Ce matin, j’ai porté une jupe pour la première fois, et au lycée. C’est une action militante. L’idée de cette Journée de la Jupe au lycée est de soutenir l’égalité femmes-hommes et de combattre les stéréotypes de genre (pour les lycéens de toute la France).

La journée de la jupe est née en Bretagne

Cette journée a bien failli ne pas avoir lieu dans mon établissement, le lycée Clemenceau, à Nantes. Celui-ci a une histoire particulière avec ce mouvement.

À l’origine, la journée de la jupe sous cette forme – avec des filles et des garçons en jupe – était appelée « ce que soulève la jupe ». Un lycée de Bretagne a lancé l’initiative en 2014. Elle a ensuite été reprise par des élus du Conseil de la vie lycéenne, dont un élève délégué de Clemenceau.

Le mouvement a eu un essor particulier dans mon lycée. Des conférences y ont été organisées pour sensibiliser les élèves aux questions de genre et de sexisme.

Des lycéens ont reçus des lettres de menace

Pour son lancement en mai 2014, la manif’ pour tous s’est malheureusement invitée devant l’établissement avec des banderoles et des pancartes, accusant l’académie de Nantes (qui soutenait l’action lycéenne) de vouloir « fabriquer des pédés ».

Des tensions ont éclaté entre les lycéens et les manifestants. Le lycée a été tagué, les élèves à l’origine du projet ont reçu des lettres de menaces. Des parents se sont plaints auprès de la proviseure en disant que leur fils avait été obligé de mettre une jupe – ce que le lycée a évidemment démenti.

D’ailleurs, les personnes qui ne veulent pas porter de jupe, mais souhaitent afficher leur soutien, peuvent aussi coller un autocollant « Journée de la Jupe » sur leurs vêtements.

Beaucoup de lycéens ont fait pression pour participer

À cause de ces tensions et de soucis d’emploi du temps (les terminales passent leurs oraux de bac et les autres sont presque tous en devoir aujourd’hui), la direction était opposée à ce que la journée ait lieu cette année.

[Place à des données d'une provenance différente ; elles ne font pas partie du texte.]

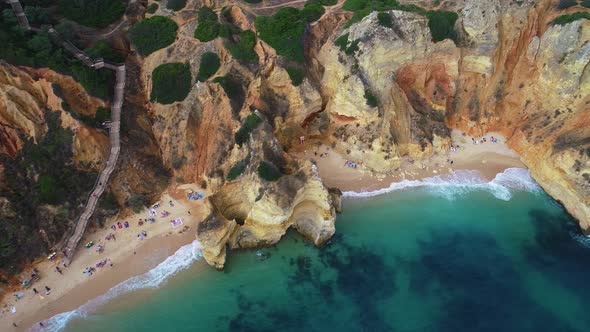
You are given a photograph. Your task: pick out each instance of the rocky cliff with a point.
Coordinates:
(253, 210)
(511, 70)
(377, 90)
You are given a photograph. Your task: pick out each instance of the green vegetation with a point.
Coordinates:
(98, 83)
(137, 202)
(152, 8)
(152, 34)
(296, 75)
(268, 171)
(48, 189)
(175, 5)
(92, 13)
(37, 15)
(565, 19)
(208, 25)
(243, 134)
(41, 173)
(209, 65)
(238, 169)
(385, 20)
(441, 23)
(244, 48)
(345, 46)
(171, 82)
(371, 99)
(312, 11)
(231, 86)
(284, 32)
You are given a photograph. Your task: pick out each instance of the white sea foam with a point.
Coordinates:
(180, 260)
(461, 182)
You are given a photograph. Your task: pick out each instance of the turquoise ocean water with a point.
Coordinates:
(445, 254)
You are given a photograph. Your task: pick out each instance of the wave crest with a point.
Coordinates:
(464, 181)
(183, 258)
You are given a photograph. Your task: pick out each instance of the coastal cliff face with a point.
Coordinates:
(511, 71)
(254, 211)
(376, 93)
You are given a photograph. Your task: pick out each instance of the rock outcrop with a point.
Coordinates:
(511, 71)
(251, 212)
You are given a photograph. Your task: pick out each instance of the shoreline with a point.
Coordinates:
(489, 159)
(130, 257)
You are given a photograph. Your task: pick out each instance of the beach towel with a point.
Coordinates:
(176, 222)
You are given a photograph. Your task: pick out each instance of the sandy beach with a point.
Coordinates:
(487, 158)
(130, 256)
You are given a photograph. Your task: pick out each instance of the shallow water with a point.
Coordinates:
(447, 258)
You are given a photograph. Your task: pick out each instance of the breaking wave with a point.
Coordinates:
(462, 182)
(180, 260)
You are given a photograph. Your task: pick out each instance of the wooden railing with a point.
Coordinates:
(114, 126)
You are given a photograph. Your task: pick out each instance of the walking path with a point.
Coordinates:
(114, 126)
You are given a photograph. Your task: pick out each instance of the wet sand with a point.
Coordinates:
(487, 158)
(130, 257)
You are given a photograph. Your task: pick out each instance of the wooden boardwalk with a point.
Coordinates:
(114, 127)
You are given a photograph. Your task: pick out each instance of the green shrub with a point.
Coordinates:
(565, 19)
(269, 172)
(237, 170)
(342, 42)
(171, 82)
(284, 32)
(296, 75)
(102, 114)
(231, 86)
(227, 30)
(345, 46)
(37, 15)
(385, 20)
(152, 34)
(243, 134)
(209, 65)
(175, 5)
(152, 8)
(372, 101)
(92, 13)
(442, 25)
(311, 12)
(208, 25)
(48, 189)
(244, 49)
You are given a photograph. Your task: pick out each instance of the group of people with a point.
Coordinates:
(483, 140)
(47, 291)
(350, 164)
(142, 235)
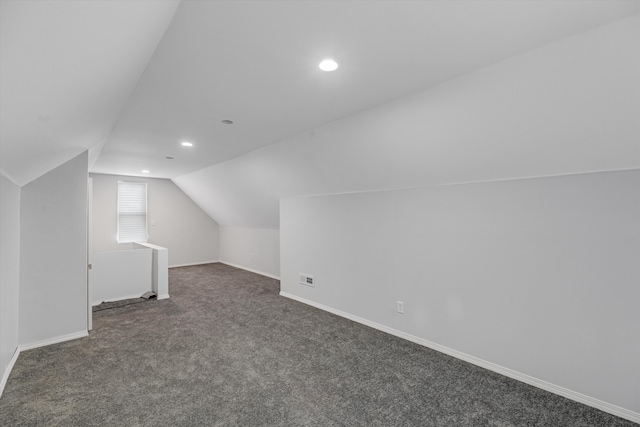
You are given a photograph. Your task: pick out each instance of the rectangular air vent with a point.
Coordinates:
(306, 280)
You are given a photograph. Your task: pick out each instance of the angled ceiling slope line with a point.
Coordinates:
(256, 63)
(67, 68)
(569, 107)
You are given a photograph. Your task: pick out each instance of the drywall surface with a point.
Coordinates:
(539, 276)
(9, 272)
(568, 107)
(253, 249)
(53, 253)
(120, 275)
(191, 236)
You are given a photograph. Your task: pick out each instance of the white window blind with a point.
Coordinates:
(132, 212)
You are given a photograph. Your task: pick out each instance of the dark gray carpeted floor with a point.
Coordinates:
(226, 350)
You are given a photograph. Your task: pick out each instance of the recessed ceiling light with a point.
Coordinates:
(328, 65)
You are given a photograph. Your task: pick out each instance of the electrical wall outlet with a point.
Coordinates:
(307, 280)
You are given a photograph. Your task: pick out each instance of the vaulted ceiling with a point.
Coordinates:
(130, 81)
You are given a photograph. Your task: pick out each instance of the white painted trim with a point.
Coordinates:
(262, 273)
(544, 385)
(7, 371)
(194, 263)
(55, 340)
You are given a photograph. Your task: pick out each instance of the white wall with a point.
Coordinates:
(53, 254)
(120, 275)
(191, 236)
(539, 276)
(9, 273)
(253, 249)
(571, 106)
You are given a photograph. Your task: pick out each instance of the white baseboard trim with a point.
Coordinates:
(55, 340)
(194, 263)
(262, 273)
(7, 372)
(544, 385)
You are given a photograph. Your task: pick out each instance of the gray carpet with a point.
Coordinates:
(226, 350)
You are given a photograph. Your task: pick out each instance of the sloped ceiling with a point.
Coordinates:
(66, 70)
(256, 63)
(73, 77)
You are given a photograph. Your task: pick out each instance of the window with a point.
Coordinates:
(132, 212)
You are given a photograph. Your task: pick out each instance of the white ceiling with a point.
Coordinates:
(66, 70)
(256, 63)
(72, 77)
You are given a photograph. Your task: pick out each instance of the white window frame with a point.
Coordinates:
(132, 212)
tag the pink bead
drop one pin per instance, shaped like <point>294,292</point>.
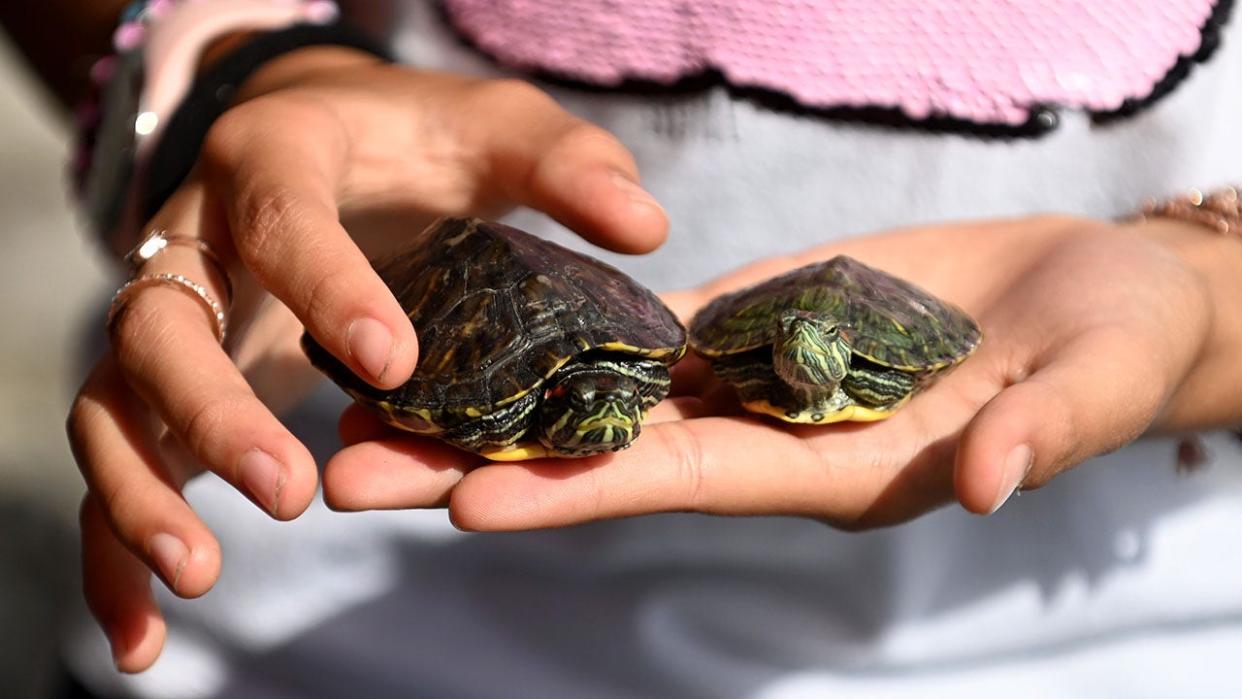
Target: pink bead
<point>128,36</point>
<point>321,11</point>
<point>103,70</point>
<point>159,8</point>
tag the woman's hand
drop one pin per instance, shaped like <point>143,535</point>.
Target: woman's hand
<point>1094,333</point>
<point>321,135</point>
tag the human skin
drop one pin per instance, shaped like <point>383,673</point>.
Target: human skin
<point>328,134</point>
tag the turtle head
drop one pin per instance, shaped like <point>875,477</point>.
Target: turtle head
<point>590,409</point>
<point>811,351</point>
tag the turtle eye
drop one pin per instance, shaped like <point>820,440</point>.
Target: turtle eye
<point>583,396</point>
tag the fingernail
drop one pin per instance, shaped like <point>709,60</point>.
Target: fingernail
<point>639,196</point>
<point>370,344</point>
<point>1014,471</point>
<point>263,477</point>
<point>117,643</point>
<point>170,555</point>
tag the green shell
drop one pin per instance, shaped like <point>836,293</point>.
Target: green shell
<point>889,320</point>
<point>497,312</point>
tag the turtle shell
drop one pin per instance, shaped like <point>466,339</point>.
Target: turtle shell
<point>889,320</point>
<point>498,311</point>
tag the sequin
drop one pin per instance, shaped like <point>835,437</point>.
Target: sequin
<point>990,61</point>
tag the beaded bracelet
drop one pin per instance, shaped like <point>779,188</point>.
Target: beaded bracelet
<point>1220,210</point>
<point>157,50</point>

L’événement avait cependant lieu à l’échelle nationale, et beaucoup de lycéens de Clemenceau voulaient y participer. On a alors prévenu l’administration que la journée serait suivie, ici aussi.

On affiche notre soutien à l’égalité femmes-hommes

Il s’agit de soutenir l’égalité femmes-hommes, et aussi de montrer aux autres que les lycéens se battent contre ces problèmes de sexisme, pour de l’égalité des genres. Le plus important c’est de continuer à sensibiliser les lycéens. Les garçons viennent aussi en jupe pour afficher leur solidarité avec les lycéennes. C’est important qu’ils soutiennent les filles pour l’accès aux droits et à l’égalité. Plusieurs de mes amies se font insulter, harceler dans les transports, agresser, violer pour certaines, et ça n’est pas normal.

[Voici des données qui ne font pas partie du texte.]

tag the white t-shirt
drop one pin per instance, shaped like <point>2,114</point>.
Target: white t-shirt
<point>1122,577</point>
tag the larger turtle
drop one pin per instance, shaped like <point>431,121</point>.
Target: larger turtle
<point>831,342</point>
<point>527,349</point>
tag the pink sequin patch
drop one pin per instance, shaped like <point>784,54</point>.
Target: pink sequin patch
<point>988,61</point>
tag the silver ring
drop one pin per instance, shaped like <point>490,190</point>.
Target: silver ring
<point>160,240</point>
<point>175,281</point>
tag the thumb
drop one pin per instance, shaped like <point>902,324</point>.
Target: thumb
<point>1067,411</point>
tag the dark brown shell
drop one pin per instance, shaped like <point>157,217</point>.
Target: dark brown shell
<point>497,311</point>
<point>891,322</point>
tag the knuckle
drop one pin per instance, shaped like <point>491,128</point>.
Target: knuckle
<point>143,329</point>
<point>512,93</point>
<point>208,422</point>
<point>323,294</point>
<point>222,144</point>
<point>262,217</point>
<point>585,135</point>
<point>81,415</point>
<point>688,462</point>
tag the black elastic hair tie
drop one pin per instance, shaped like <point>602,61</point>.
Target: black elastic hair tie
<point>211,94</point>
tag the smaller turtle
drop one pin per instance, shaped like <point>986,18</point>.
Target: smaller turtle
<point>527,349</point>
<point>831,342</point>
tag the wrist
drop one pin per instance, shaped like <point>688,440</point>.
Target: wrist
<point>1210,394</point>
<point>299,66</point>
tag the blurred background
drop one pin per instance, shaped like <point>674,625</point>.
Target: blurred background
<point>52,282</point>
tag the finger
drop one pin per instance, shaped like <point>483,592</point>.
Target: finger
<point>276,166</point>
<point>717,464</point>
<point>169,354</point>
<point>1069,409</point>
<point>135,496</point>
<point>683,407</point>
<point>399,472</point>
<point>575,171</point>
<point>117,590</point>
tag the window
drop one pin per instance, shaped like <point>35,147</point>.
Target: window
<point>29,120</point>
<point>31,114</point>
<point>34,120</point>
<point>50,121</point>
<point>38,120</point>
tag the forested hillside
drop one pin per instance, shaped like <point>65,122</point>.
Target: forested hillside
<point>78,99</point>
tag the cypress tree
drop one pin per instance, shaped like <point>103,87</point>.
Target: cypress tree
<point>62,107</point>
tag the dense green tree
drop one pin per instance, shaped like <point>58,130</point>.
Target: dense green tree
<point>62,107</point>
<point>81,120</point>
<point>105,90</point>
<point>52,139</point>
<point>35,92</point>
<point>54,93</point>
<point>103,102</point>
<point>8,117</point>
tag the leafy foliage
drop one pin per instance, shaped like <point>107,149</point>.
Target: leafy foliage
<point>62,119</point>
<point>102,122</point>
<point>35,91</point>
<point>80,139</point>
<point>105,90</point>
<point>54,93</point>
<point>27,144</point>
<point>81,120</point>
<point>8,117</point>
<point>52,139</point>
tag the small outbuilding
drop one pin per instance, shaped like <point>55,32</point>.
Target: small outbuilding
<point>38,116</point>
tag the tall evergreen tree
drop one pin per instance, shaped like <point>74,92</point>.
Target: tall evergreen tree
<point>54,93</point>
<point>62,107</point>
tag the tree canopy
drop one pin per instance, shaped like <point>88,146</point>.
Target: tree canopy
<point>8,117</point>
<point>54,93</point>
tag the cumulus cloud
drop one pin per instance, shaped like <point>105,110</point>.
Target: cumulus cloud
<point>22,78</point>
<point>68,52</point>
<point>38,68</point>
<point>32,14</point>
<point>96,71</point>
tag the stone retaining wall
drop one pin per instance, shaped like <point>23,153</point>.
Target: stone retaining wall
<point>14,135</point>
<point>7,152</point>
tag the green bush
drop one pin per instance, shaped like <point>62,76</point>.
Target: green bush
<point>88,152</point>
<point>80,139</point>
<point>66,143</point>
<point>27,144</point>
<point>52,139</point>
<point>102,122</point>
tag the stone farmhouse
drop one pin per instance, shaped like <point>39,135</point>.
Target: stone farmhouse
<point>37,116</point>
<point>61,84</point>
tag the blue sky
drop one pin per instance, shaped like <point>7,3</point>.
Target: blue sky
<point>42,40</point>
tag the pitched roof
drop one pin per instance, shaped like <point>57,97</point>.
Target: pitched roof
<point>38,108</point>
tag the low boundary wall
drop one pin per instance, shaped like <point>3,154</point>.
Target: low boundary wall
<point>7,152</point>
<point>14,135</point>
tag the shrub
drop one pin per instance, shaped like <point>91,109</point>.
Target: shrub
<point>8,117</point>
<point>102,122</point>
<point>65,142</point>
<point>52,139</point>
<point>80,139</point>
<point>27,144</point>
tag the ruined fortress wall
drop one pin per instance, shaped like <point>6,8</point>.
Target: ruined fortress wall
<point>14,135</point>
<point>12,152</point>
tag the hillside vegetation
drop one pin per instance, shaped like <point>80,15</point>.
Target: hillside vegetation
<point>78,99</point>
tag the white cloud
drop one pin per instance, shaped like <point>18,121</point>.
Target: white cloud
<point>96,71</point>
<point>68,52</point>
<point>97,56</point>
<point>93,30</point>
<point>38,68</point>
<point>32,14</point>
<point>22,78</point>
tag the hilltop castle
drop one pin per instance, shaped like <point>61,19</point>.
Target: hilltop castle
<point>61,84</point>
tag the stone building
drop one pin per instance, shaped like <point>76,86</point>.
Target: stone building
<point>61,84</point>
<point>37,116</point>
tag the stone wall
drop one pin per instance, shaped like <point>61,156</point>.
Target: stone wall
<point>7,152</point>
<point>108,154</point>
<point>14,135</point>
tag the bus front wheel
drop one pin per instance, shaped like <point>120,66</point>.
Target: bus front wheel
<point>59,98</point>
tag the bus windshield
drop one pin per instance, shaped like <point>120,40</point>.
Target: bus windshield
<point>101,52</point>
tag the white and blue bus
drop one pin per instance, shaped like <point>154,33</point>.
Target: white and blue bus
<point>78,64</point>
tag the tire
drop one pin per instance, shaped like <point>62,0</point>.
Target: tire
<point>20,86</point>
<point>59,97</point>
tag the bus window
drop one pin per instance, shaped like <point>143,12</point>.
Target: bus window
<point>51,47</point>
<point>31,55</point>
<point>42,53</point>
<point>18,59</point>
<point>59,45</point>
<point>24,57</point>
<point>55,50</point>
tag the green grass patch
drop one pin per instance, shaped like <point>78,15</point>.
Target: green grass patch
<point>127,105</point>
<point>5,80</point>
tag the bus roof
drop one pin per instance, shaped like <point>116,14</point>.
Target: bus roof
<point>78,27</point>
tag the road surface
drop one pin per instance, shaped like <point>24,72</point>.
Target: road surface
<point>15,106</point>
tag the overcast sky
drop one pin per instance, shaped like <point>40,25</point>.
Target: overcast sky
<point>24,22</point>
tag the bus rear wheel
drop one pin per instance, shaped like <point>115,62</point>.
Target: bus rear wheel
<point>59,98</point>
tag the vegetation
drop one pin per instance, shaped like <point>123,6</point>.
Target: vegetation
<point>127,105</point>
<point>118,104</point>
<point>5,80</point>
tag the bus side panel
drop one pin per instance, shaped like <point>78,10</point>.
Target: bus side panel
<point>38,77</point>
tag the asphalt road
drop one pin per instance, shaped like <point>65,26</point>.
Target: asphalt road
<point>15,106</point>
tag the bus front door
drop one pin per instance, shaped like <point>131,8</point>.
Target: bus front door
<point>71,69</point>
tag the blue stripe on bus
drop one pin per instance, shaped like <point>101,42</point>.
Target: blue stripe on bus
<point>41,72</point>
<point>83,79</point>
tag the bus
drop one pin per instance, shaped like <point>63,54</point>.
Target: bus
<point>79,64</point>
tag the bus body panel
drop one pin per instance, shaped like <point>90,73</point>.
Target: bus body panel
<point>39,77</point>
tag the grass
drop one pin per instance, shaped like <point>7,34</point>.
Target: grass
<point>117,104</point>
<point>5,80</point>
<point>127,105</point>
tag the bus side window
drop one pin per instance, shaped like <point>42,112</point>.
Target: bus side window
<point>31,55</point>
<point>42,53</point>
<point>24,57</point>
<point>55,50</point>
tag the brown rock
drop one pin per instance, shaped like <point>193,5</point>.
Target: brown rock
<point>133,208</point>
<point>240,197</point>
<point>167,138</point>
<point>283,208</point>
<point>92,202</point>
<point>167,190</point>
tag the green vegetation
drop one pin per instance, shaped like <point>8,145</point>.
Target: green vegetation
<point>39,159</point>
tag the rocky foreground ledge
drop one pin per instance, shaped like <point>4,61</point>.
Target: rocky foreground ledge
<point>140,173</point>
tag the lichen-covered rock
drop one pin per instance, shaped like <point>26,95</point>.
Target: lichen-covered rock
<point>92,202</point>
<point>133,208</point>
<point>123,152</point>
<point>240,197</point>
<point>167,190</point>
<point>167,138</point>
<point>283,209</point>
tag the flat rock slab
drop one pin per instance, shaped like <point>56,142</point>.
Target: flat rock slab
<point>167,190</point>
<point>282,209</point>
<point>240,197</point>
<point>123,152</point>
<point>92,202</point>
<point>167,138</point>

Le sexisme ne s’arrête pas aux portes du lycée

Même au cœur des institutions (pas à Clemenceau heureusement), on constate un flicage sexiste de la tenue des lycéennes, alors que les garçons s’habillent comme ils veulent.

À Valence par exemple, la direction du lycée Emile Loubet fait la chasse aux jupes qu’elle juge indécentes. Or, la journée existe à un niveau national, donc ces établissements qui refuseront d’y participer seront mis sous pression. Plus largement, on a l’espoir que les règlements intérieurs des lycées devienne plus souple sur le code vestimentaire.